The noble Lord, Lord King, said that his concern was whether the amendment would promote equality, but equality is not the only value recognised by the Bill. The Bill accepts that there should be a 5 per cent variation either way. It accepts that there should be exceptions for Orkney and Shetland, the Western Isles and, as a result of the amendment moved by the noble Lord, Lord Fowler, the Isle of Wight. Equality is not the only value; there are other considerations that noble Lords will wish to take into account. The noble Lord, Lord Maples, said that he would not accept any of those exceptions. That is a logical position that I respect, but it is not the position taken by the Bill. It recognises that there are and there have to be exceptions to equality.

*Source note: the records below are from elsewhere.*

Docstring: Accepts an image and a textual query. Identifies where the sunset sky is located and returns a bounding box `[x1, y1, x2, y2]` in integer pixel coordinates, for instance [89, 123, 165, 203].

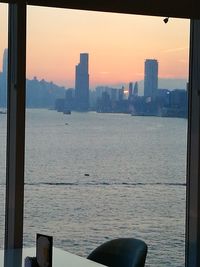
[0, 4, 189, 88]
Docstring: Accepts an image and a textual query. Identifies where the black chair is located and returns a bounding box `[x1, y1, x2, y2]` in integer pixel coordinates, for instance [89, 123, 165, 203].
[87, 238, 147, 267]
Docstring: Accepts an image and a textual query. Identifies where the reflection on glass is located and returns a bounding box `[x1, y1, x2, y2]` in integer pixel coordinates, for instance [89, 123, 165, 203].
[0, 3, 8, 249]
[24, 8, 188, 267]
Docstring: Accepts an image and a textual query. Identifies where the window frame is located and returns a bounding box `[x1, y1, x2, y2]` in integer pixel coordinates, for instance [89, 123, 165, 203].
[1, 0, 200, 267]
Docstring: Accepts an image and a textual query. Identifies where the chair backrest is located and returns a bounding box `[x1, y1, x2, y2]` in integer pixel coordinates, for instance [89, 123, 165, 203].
[87, 238, 147, 267]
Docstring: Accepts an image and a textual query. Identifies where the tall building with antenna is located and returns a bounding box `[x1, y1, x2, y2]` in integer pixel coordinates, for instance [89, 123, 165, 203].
[75, 53, 89, 111]
[144, 59, 158, 99]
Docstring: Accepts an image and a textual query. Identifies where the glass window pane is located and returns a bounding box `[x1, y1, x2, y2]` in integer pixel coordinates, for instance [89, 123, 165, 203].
[24, 7, 189, 267]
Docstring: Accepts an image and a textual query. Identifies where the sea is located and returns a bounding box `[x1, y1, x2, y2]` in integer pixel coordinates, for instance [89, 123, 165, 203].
[0, 109, 187, 267]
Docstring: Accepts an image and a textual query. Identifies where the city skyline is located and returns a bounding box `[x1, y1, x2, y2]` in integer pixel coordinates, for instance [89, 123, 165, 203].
[0, 4, 189, 88]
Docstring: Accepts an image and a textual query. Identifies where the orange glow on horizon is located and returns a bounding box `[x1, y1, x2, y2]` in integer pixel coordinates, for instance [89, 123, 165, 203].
[0, 4, 189, 88]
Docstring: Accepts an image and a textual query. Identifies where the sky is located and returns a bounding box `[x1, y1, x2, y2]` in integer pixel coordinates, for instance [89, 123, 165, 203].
[0, 4, 190, 88]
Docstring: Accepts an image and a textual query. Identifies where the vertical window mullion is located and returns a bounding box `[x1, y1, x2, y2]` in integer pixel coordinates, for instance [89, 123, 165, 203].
[4, 0, 26, 267]
[186, 20, 200, 267]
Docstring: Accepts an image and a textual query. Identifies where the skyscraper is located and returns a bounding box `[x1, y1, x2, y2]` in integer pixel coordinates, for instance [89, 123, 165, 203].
[75, 53, 89, 111]
[144, 59, 158, 99]
[0, 49, 8, 107]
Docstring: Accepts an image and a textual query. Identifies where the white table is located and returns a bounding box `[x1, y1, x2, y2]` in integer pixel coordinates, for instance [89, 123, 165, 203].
[0, 247, 108, 267]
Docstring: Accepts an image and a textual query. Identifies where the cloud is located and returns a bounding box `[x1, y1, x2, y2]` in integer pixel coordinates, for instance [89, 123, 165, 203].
[162, 46, 189, 53]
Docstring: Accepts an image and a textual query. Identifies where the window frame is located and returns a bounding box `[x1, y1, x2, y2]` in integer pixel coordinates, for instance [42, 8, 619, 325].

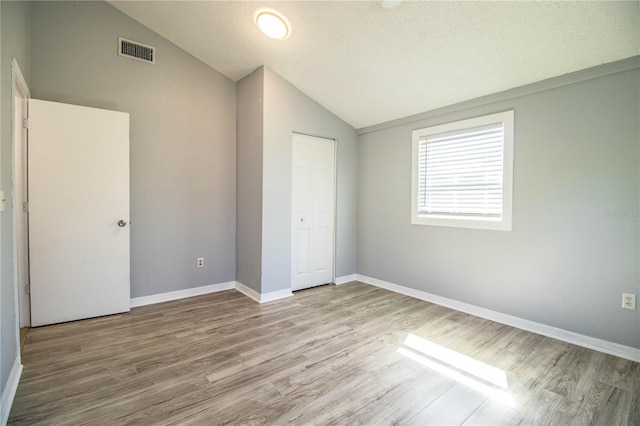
[411, 109, 515, 231]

The second concern of the noble Lord, Lord King, which was shared by some noble Lords, was about delay. The noble Lord, Lord Maples, asked me specifically whether I would advise a client that a judicial review is hopeless. My short answer-indeed, it is also the long answer-is yes; in the context of a statutory provision that confers discretion, by reference to the criteria of necessity and exceptionally compelling circumstances, I would advise that it is hopeless.
The noble and learned Lord, Lord Scott of Foscote, expressed-if I may say so-a more nuanced view. I hope that that might demonstrate to the noble Lord, Lord King, if nothing else does, that the Cross-Benchers do not think and act as a group. If the noble Lord still has any suspicions in that respect, he may wish to look at yesterday's Division lists, which will confirm that we do not think and act as a group on these vital issues.
My point is not that judicial review can never be used to delay action in any context. My point-which, with respect, was not addressed by noble Lords who are understandably concerned about this-is that in this context, where the criteria are so narrow, subjective and political, judicial review is simply not realistic; it is not an appeal to the merits. The key point was made by the noble Lord, Lord Butler of Brockwell, who rightly pointed out that if noble Lords are concerned about judicial reviews holding up the process, the real concern-which I do not share-should be about judicial reviews of the exercise by the Boundary Commission of the subjective functions that it has been given already under Clause 11. Those functions are not circumscribed in the way that the amendment circumscribes this discretion.
The noble Lord, Lord Rennard, expressed great concern about the term "viable". The Oxford English Dictionary defines it as "workable" and "practicable". It is not simply that "viable" is in the amendment; it is linked to a concept of necessity and a judgment by the Boundary Commission of what is necessary. That is the answer to the intervention of the noble Lord, Lord Phillips of Sudbury.
The noble and learned Lord, Lord Wallace of Tankerness, expressed concern that, under the amendment, Boundary Commissions would set different standards for different constituencies. They would not; the same criteria would apply to all constituencies. Of course, their application would differ according to the circumstances, just as the application of the existing Clause 11 criteria-the same criteria for all-will differ according to the circumstances of the constituency, and rightly so, in the judgment of the Boundary Commission.
Finally, the noble Lord, Lord King, pointed out that noble Lords should not accept an amendment simply in order to secure a compromise. He is right. I commend this amendment to the House not because it is a compromise but on its merits. It is fair, reasonable and workable. I say to all noble Lords that in the context of a Bill that makes fundamental changes to our constitutional arrangements-a context where consensus is vital if it can be achieved-it would be desirable, if possible, to give the Boundary Commission a carefully controlled discretion outside 5 per cent, which will undoubtedly give a large degree of reassurance to those who are concerned about the fundamental changes that we are making to an important aspect of our constitution. That would be a wise step for Parliament to take. My central point is that the amendment is right on its merits and I wish to test the opinion of the House.